Natalie Olanick

June 2025

I am interested in how images that distinguish order, pattern, and form, become intertwined with a sentiment of personal familiarity. How a spark of memory shifts into the production of a work, which can be a painting or a piece of writing, or a curatorial project. I make paintings that sometimes are accompanied by projections or small objects. I have done bookworks, as well as writing and curatorial projects.

In the works I produce or the projects I work on, I am exploring how the narrative quality of the works wanders into an in-between zone, allowing for multiple readings of a work or project. Messages and possible meanings shift from the nature of the materials, my usage of them, and how this mix reflects social codes and possibilities.

When I began my residency at Similkameen Artist Residency, I thought that I wanted to research the history and practices of the Syilx Nation, as well as that of settler history. How do these cultures overlap and create a contradictory yet functional relationship?

I did begin that research, however the results as well as the process were much different than I had thought.

On arriving the mountains and the landscape held me transfixed. The large rolling round forms encased the roads, towns, orchards and people. 

I began my work by drawing the mountains as continuous line drawings. I drew outside looking at the mountains and also from pictures that I would take. 

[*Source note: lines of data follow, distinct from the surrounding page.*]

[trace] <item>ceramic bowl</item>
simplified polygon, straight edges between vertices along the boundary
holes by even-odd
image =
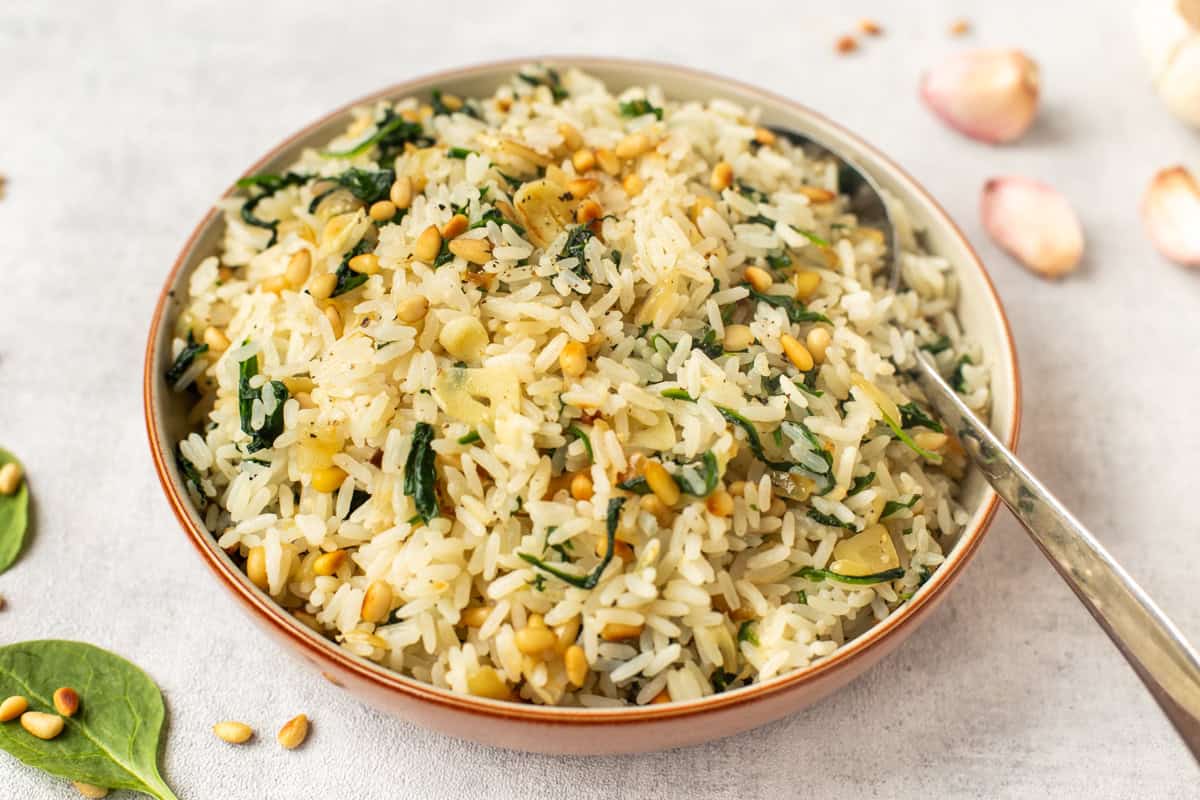
[[[246,174],[278,172],[304,149],[324,144],[347,122],[349,109],[380,98],[428,95],[433,88],[460,96],[488,95],[522,61],[488,64],[443,72],[390,86],[340,108],[288,138],[252,164]],[[559,67],[578,66],[613,89],[656,84],[678,100],[724,97],[756,107],[767,125],[779,125],[832,145],[857,161],[910,209],[928,234],[934,252],[947,257],[961,283],[959,314],[966,332],[980,344],[991,368],[991,427],[1015,446],[1020,419],[1020,383],[1013,337],[996,290],[946,211],[884,155],[859,137],[803,106],[752,86],[676,66],[590,58],[542,59]],[[230,192],[233,188],[230,187]],[[628,709],[546,708],[455,694],[390,672],[352,655],[318,636],[254,588],[204,529],[174,464],[173,446],[186,435],[187,409],[162,378],[170,359],[170,332],[186,282],[199,261],[214,253],[222,235],[221,215],[200,221],[167,275],[150,325],[145,354],[146,431],[155,468],[167,500],[187,540],[260,627],[328,680],[364,700],[418,724],[502,747],[554,753],[616,753],[660,750],[726,736],[810,705],[862,674],[894,650],[925,620],[974,554],[996,511],[997,498],[980,475],[968,475],[962,494],[971,512],[966,529],[946,563],[917,595],[830,657],[804,669],[700,700]],[[884,703],[887,698],[878,697]]]

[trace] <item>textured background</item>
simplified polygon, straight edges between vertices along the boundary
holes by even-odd
[[[1200,273],[1160,260],[1136,216],[1153,170],[1195,167],[1200,138],[1151,94],[1128,4],[167,5],[0,4],[0,443],[37,498],[36,537],[0,577],[0,642],[82,638],[140,663],[170,706],[164,772],[181,798],[1195,796],[1195,763],[1007,513],[900,652],[803,714],[667,753],[521,756],[378,714],[259,634],[185,543],[142,423],[168,265],[281,138],[391,82],[481,60],[676,61],[826,112],[949,209],[1016,333],[1022,456],[1200,640]],[[835,56],[862,16],[887,35]],[[966,40],[946,34],[959,16],[974,24]],[[974,44],[1020,46],[1043,66],[1043,114],[1018,146],[965,140],[918,104],[922,70]],[[1043,283],[984,237],[979,186],[1009,172],[1078,205],[1078,276]],[[299,711],[313,735],[283,752],[274,732]],[[215,740],[229,717],[262,740]],[[0,754],[0,796],[72,793]]]

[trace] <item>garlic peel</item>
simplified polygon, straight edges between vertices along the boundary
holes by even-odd
[[[947,125],[972,139],[1019,139],[1038,112],[1038,66],[1020,50],[968,50],[922,78],[920,96]]]
[[[1030,178],[994,178],[984,184],[979,210],[996,243],[1042,277],[1079,266],[1084,228],[1057,190]]]
[[[1200,184],[1186,167],[1154,175],[1141,198],[1141,221],[1159,253],[1200,266]]]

I drew in a free and impulsive or responsive manner. I felt my renderings of the mountains was how I came to know them. In drawing the contours of the mountains, my work started to include other things- shadows, trees, branches and animals. The things came into the drawings as elements, I did not create a to scale drawing of each thing. They were placed more as abstract forms. Each element of the drawing was associated to the other.

 I explored how the narrative quality of the works wanders into an in-between zone, allowing for multiply readings of a work or project. Messages and possible meanings shift from the nature of the materials, my usage of them, and how this mix reflects social codes and possibilities.

I did have meaningful studio visits with the other participants at the residency, as well as visit art venues such as the historical museum of Keremeos, the Kelowna reginal museum, Alternator the artists run center, Penticton art gallery and the Cardiff and Miller art warehouse. The contents from any of these venues would not be readily available in Montreal. They each had works that told different stories about the venue as well as cultural practices.

Examples of Indigenous culture were available everywhere yet needed to be found. All museums and galleries had great exhibitions of Smelqmix people as well as other Nations. The Similkameen artists residency gave lots of information of the values of the Smelqmix people such as how to respect the land. All of these markers could be seen as part of cultural mix that is the result of settler culture. There is shifting that is constantly happening. The process of change it made clear by the mountain formations of the Similkameen valley. I am honored to have had a chance to experience this.